In the console, make sure you are in the directory: [usb root directory]/streaming/scala . ../../sbt/sbt assembly This command will compile the Tutorial class and create a JAR file in [usb root directory]/streaming/scala/target/scala-2.10/.

In the console, make sure you are in the directory: [usb root directory]/streaming/java . ../../sbt/sbt assembly This command will compile the Tutorial class and create a JAR file in [usb root directory]/streaming/java/target/scala-2.10/.

Finally, the program can be executed as using the spark-submit script. At the command line, run the following. Again, make sure you replace [usb root directory] with your actual USB root directory path.

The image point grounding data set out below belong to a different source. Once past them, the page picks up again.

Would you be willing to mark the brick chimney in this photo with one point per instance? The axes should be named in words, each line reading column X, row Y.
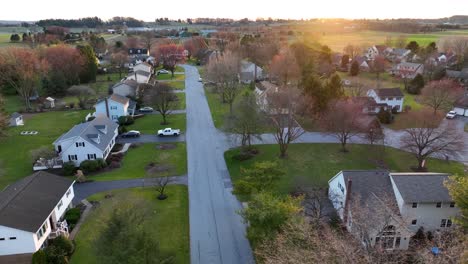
column 107, row 107
column 347, row 200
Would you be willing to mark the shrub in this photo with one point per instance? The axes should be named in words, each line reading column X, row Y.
column 125, row 120
column 92, row 165
column 39, row 257
column 72, row 216
column 69, row 168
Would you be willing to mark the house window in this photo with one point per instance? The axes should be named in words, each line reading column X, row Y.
column 443, row 223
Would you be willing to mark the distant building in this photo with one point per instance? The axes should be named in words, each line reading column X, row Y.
column 393, row 97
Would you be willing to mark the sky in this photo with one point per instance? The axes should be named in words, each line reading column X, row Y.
column 32, row 10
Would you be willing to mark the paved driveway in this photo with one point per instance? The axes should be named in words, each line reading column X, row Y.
column 217, row 233
column 151, row 139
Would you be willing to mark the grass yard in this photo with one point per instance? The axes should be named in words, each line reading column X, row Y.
column 338, row 40
column 15, row 160
column 168, row 162
column 149, row 124
column 178, row 85
column 168, row 222
column 315, row 164
column 181, row 103
column 103, row 81
column 168, row 77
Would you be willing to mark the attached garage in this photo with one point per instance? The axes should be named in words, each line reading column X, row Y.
column 461, row 106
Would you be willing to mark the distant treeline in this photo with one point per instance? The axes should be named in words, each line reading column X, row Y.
column 91, row 22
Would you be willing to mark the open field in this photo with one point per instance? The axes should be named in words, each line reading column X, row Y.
column 315, row 164
column 167, row 222
column 150, row 123
column 337, row 41
column 15, row 159
column 167, row 162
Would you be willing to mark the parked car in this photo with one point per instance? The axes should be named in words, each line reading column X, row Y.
column 131, row 133
column 451, row 115
column 146, row 109
column 168, row 132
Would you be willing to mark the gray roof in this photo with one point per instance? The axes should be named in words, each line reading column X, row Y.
column 15, row 115
column 27, row 203
column 91, row 129
column 422, row 187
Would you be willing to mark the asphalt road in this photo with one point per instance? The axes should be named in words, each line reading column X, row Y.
column 151, row 139
column 217, row 233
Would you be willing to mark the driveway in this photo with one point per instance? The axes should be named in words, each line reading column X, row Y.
column 151, row 139
column 217, row 233
column 84, row 190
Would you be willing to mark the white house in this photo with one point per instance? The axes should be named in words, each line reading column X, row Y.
column 126, row 88
column 415, row 200
column 461, row 105
column 115, row 106
column 31, row 212
column 423, row 200
column 87, row 141
column 144, row 66
column 408, row 70
column 392, row 97
column 16, row 119
column 139, row 76
column 358, row 194
column 247, row 72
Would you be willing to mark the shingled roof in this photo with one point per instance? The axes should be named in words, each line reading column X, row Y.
column 26, row 204
column 386, row 92
column 422, row 187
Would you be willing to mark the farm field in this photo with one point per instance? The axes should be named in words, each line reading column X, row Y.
column 337, row 41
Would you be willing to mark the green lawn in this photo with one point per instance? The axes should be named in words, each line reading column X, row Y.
column 217, row 108
column 181, row 103
column 315, row 164
column 168, row 222
column 15, row 159
column 177, row 77
column 171, row 162
column 178, row 85
column 149, row 124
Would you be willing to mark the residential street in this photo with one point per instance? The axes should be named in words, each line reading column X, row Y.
column 217, row 233
column 151, row 139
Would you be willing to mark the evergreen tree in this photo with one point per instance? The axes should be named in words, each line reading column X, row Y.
column 354, row 71
column 90, row 67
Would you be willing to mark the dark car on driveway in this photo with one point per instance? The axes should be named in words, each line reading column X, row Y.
column 131, row 133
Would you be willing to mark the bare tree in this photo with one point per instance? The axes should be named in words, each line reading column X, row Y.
column 162, row 97
column 282, row 107
column 83, row 94
column 343, row 120
column 118, row 60
column 161, row 184
column 46, row 155
column 440, row 95
column 430, row 139
column 224, row 70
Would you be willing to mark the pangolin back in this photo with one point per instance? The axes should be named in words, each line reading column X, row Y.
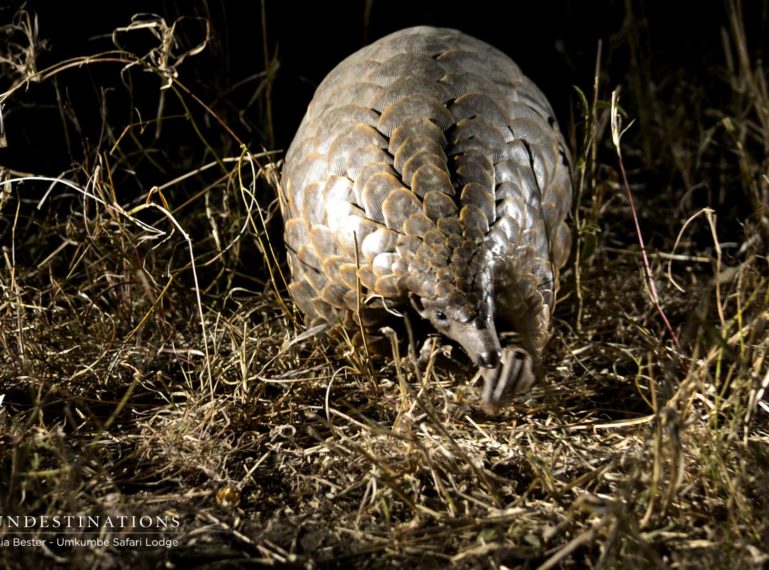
column 429, row 168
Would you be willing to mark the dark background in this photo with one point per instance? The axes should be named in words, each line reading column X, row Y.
column 554, row 42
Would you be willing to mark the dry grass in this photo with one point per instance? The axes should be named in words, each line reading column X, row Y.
column 151, row 363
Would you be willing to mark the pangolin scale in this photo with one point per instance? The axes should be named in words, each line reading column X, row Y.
column 430, row 172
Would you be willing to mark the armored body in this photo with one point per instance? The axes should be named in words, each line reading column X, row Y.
column 429, row 172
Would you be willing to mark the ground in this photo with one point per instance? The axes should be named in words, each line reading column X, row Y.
column 152, row 364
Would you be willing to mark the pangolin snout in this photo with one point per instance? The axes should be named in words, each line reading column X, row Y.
column 489, row 358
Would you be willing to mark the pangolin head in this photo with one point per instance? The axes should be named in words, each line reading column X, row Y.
column 456, row 296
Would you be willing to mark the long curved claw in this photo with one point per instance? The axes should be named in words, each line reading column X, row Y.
column 515, row 375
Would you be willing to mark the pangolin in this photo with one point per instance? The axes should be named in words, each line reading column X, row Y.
column 429, row 172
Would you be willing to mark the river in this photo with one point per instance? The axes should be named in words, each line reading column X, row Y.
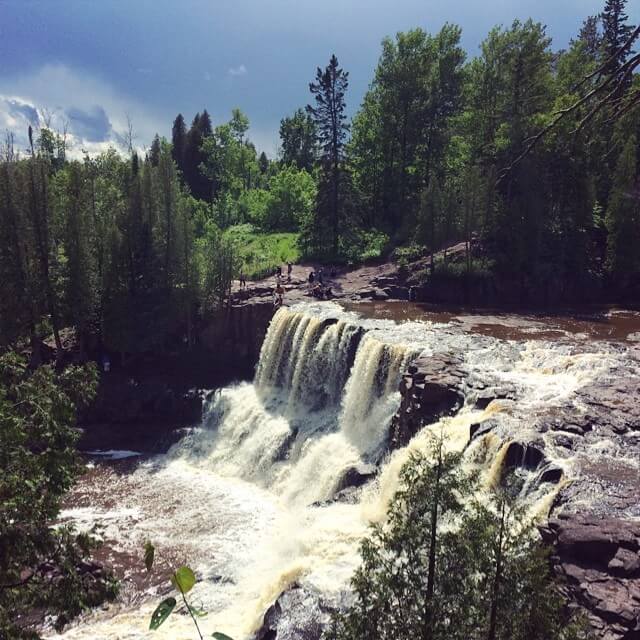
column 246, row 497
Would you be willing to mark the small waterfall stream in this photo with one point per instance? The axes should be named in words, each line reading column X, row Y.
column 245, row 498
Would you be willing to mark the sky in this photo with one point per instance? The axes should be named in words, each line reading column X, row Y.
column 95, row 63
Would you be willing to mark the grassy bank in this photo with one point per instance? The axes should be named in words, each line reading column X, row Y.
column 261, row 253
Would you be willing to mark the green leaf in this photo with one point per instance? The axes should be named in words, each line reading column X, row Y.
column 200, row 613
column 183, row 579
column 162, row 613
column 149, row 554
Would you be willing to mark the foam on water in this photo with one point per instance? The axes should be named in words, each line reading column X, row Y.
column 243, row 498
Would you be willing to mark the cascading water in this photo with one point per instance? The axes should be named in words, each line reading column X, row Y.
column 245, row 499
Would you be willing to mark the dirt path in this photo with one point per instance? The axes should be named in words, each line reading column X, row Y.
column 377, row 282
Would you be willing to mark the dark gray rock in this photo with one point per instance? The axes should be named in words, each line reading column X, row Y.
column 431, row 389
column 599, row 560
column 297, row 614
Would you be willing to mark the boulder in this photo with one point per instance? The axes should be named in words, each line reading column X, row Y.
column 599, row 560
column 297, row 614
column 356, row 476
column 430, row 389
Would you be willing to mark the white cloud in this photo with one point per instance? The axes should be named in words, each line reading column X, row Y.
column 94, row 115
column 240, row 70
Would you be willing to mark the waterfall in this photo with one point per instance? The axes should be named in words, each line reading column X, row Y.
column 246, row 498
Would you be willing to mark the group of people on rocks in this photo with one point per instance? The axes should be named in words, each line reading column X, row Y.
column 317, row 287
column 316, row 280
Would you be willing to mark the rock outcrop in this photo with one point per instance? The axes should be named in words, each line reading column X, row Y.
column 297, row 614
column 430, row 389
column 599, row 562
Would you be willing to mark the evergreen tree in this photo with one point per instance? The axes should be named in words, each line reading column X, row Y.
column 589, row 35
column 154, row 152
column 616, row 31
column 330, row 121
column 263, row 163
column 179, row 141
column 298, row 140
column 623, row 215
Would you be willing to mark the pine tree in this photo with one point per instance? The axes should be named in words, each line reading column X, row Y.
column 615, row 32
column 331, row 126
column 154, row 152
column 623, row 215
column 263, row 163
column 179, row 141
column 590, row 36
column 298, row 140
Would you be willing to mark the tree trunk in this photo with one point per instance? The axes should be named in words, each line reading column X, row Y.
column 495, row 591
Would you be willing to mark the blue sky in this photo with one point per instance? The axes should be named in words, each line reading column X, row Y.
column 91, row 62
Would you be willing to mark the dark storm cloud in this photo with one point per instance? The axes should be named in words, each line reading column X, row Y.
column 93, row 124
column 27, row 111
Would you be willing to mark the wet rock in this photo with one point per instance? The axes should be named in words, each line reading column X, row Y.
column 485, row 397
column 431, row 389
column 283, row 450
column 524, row 456
column 479, row 429
column 356, row 476
column 551, row 474
column 297, row 614
column 599, row 560
column 380, row 294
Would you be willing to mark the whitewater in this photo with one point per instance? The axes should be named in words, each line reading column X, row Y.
column 247, row 497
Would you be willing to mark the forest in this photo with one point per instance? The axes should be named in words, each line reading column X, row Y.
column 527, row 155
column 528, row 152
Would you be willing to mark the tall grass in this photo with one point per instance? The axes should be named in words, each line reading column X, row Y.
column 261, row 252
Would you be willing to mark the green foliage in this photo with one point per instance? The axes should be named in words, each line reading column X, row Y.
column 183, row 580
column 149, row 555
column 298, row 140
column 161, row 613
column 260, row 253
column 322, row 233
column 623, row 215
column 446, row 565
column 39, row 564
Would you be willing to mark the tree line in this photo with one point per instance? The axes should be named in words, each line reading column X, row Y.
column 532, row 151
column 113, row 246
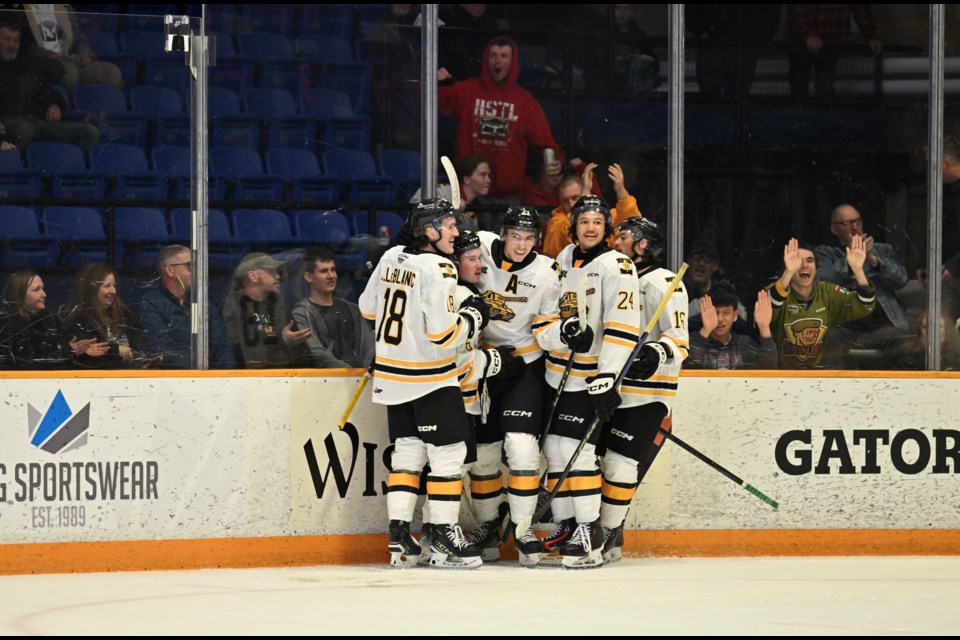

../../spark/bin/spark-submit --class Tutorial ../../streaming/scala/target/scala-2.10/Tutorial-assembly-0.1-SNAPSHOT.jar
../../spark/bin/spark-submit --class Tutorial ../../streaming/java/target/scala-2.10/Tutorial-assembly-0.1-SNAPSHOT.jar

You will soon find a sample of the received tweets beeing printed on the screen (can take 10 seconds or so before it start appearing). If you don’t find this, take a look at the FAQ in the next section. Use Ctrl + c, to stop the application.

-------------------------------------------
Time: 1359886325000 ms
-------------------------------------------
RT @__PiscesBabyyy: You Dont Wanna Hurt Me But Your Constantly Doing It
@Shu_Inukai ?????????????????????????????????????????
@Condormoda Us vaig descobrir a la @080_bcn_fashion. Molt bona desfilada. Salutacions des de #Manresa
RT @dragon_itou: ?RT???????3000???????????????????????????????????10???????

?????????????????2?3???9???? #???? http://t.co/PwyA5dsI ? h ...
Sini aku antar ke RSJ ya "@NiieSiiRenii: Memang (?? ?`? )"@RiskiMaris: Stresss"@NiieSiiRenii: Sukasuka aku donk:p"@RiskiMaris: Makanya jgn"
@brennn_star lol I would love to come back, you seem pretty cool! I just dont know if I could ever do graveyard again :( It KILLs me
????????????????????????????????????????????????????????????????????????????????????????ww
??????????
When the first boats left the rock with the artificers employed on.
@tgs_nth ????????????????????????????
...


-------------------------------------------
Time: 1359886326000 ms
-------------------------------------------
???????????
???????????
@amatuki007 ????????????????????????????????
?????????????????
RT @BrunoMars: Wooh!
Lo malo es qe no tiene toallitas
Sayang beb RT @enjaaangg Piye ya perasaanmu nyg aku :o
Baz? ?eyler yar??ma ya da reklam konusu olmamal? d???ncesini yenemiyorum.
?????????????MTV???????the HIATUS??
@anisyifaa haha. Cukupla merepek sikit2 :3
@RemyBot ?????????
...

Frequently Asked Questions

FAQ 1 : If you see an exception that looks like the following, it means that one of the token / keys has not been set in the Twitter configuration.

Configuring Twitter OAuth
Exception in thread "main" java.lang.Exception: Error setting authentication - value for apiKey not set
  at TutorialHelper$$anonfun$configureTwitterCredentials$1.apply(TutorialHelper.scala:21)
  at TutorialHelper$$anonfun$configureTwitterCredentials$1.apply(TutorialHelper.scala:19)

Please verify that you have set all the configurations keys correctly as instructed earlier.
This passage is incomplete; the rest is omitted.